Descobri China Miéville há alguns anos com Perdido Street Station, um livro que cruza vários géneros literários e apresenta uma realidade com tantos elementos fantásticos e de ficção científica num ambiente tão estranho que me fascinou. Desde então qualquer livro do autor é de aquisição e leitura obrigatória.
Já tinha lido muitas críticas negativas a este This census-taker. Com tão baixa expectativa o que encontrei não foi uma má história, mas uma que me deixou a impressão de não a ter compreendido na totalidade, ainda que a linha narrativa seja aparentemente simples.
A história inicia-se com um episódio marcante que irá ser o centro de toda a história. Um rapaz que vive numa casa na floresta terá visto o pai matar a mãe. É com esta ideia, gritando, que chega à aldeia mais próxima onde é recebido com um misto de revolta e descrença.
Sem agentes de autoridade capazes de tomar conta da ocorrência, alguns habitantes mais interessados acolhem o rapaz enquanto investigam o que se terá passado. Pelas palavras do pai, a mãe terá abandonado a família e a interacção entre ambos não terá passado de uma mera discussão.
Mostrando uma carta (falsa?) recolhe o rapaz que passa a viver em terror constante. Ainda que o pai não se mostre particularmente violento o rapaz mantém-se distante, recordando acessos de fúria do pai ou os seus rituais (aos quais terá assistido escondido) que o levam a transportar cadáveres de animais para um buraco sem fundo no meio da floresta.
E a história é, na prática, tão simples quanto isto – um rapaz amedrontado e desconfiado que acredita ter assistido ao assassínio da mãe.
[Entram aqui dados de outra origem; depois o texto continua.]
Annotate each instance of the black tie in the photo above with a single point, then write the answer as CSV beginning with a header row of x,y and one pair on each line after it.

O que não é simples são os elementos estranhos que rodeiam os episódios nos quais seguimos o rapaz, antes e depois do evento marcante, colocados de forma subtil e quase irrelevante ao longo da narrativa.
A passagem para a aldeia apresenta-se como uma barreira física e psicológica – algo na aldeia impede o funcionamento da magia do pai (que faz feitiços a pedido) e é na aldeia que parecem desaparecer alguns elementos fantásticos que encontramos na floresta, desde as simples menções a sombras, a homens-árvores que o rapaz avista. Ainda, é na floresta que se encontra o buraco que o pai alimenta de forma quase hipnótica.
Por outro lado vamos percebendo que existe uma cidade distante bem diferente da aldeia em que se encontram que representa a realidade futura do rapaz, uma cidade carregada de elementos surreais que são recordados diversas vezes. E são estas recordações e referências que têm levado alguns fãs a acreditar que This census-taker é mais um livro no Universo de Bas-Lag (onde se encontra Perdido Street Station), ainda que eu não esteja totalmente convencida – percebe-se que existem reminiscências de algo maior mas que, nesta história, apenas criam um ambiente de incerteza e surrealidade.